In 1960 Barry Goldwater, the patron saint of modern conservatism, gave some famous advice to conservative Republicans who were angry with their shabby treatment at the hands of the Nixonites. Get over it, Goldwater told them.
"Let's grow up, conservatives," Goldwater proclaimed. The embryonic conservative insurgency within the GOP couldn't let hard feelings get in the way of the hard work that needed to be done, AUH20 counseled.
Today's conservatives might be well-advised to take similar advice with regard to the successor to Goldwater's seat, Arizona Sen. John McCain.
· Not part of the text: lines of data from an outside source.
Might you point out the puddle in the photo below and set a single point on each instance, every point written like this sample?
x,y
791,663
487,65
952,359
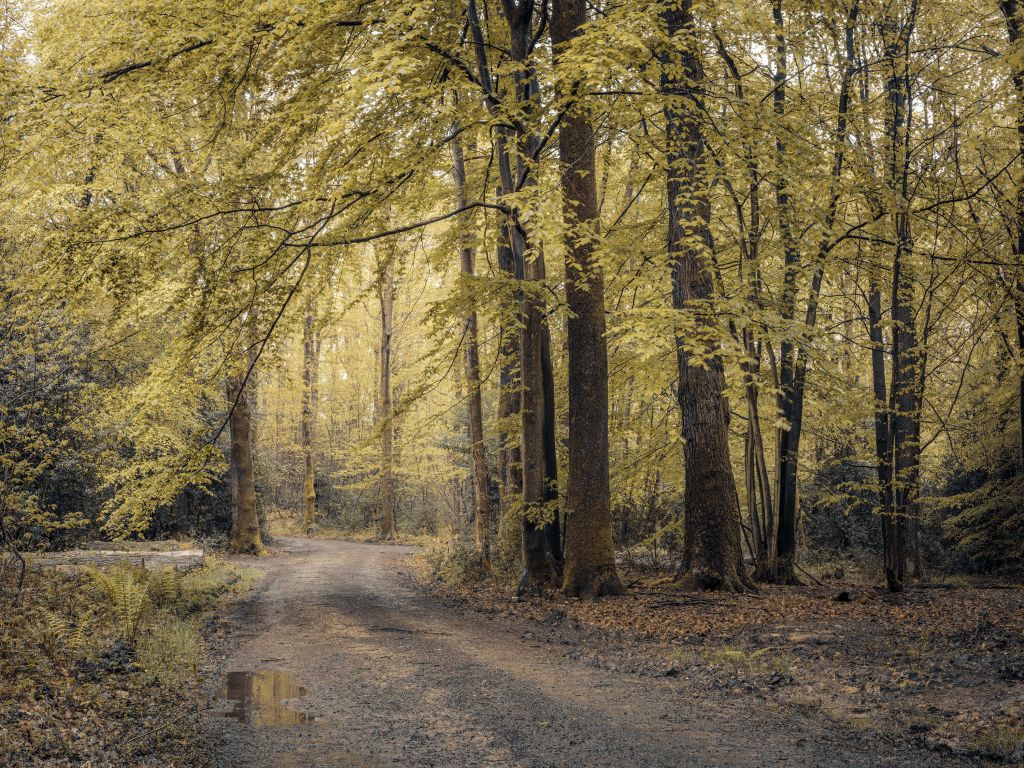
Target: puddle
x,y
259,697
In the eyes of his conservative detractors - among whom I've long counted myself - McCain has a maddening habit of proving his political independence by winning accolades from the New York Times editorial board. On campaign finance reform, global warming, opposition to tax cuts and other issues, the "maverick" has too often racked up points by scoring against his own team. Sometimes he stands to the right of the GOP, sometimes to the left, but always he seems to relish breaking ranks for its own sake.
It's an annoying habit, but conservatives should consider their other options. For example, by any measure, Rudy Giuliani is the more liberal candidate - indeed, the most liberal serious candidate Republicans have fielded in decades. But because Giuliani made the right enemies - chief among them those vexatious New York Times editors - conservatives respect him, even though they disagree with him on almost everything. Meanwhile, they give the cold shoulder to McCain, who agrees with them on most of the important things.
For instance, McCain's been a consistent pro-lifer (which distinguishes him from pretty much everyone else in the race so far). Until recently, Giuliani argued passionately for partial-birth abortion as a constitutional right. McCain has voted to confirm every conservative Supreme Court nominee, including Robert Bork. He voted "guilty" in Bill Clinton's impeachment trial. He campaigned for George W. Bush in 2000 and 2004, even after a bitter defeat at Bush's hands. Giuliani says he was ideologically simpatico with Clinton, and he endorsed Democrat Mario Cuomo for governor of New York.
My point isn't merely to make invidious comparisons between McCain and Giuliani (heck, to liberals they're not invidious at all). I'm actually a fan of Giuliani, and I think the GOP and the country could do worse in a president and Republican standard-bearer. But the double standard on the right seems more than a little self-indulgent.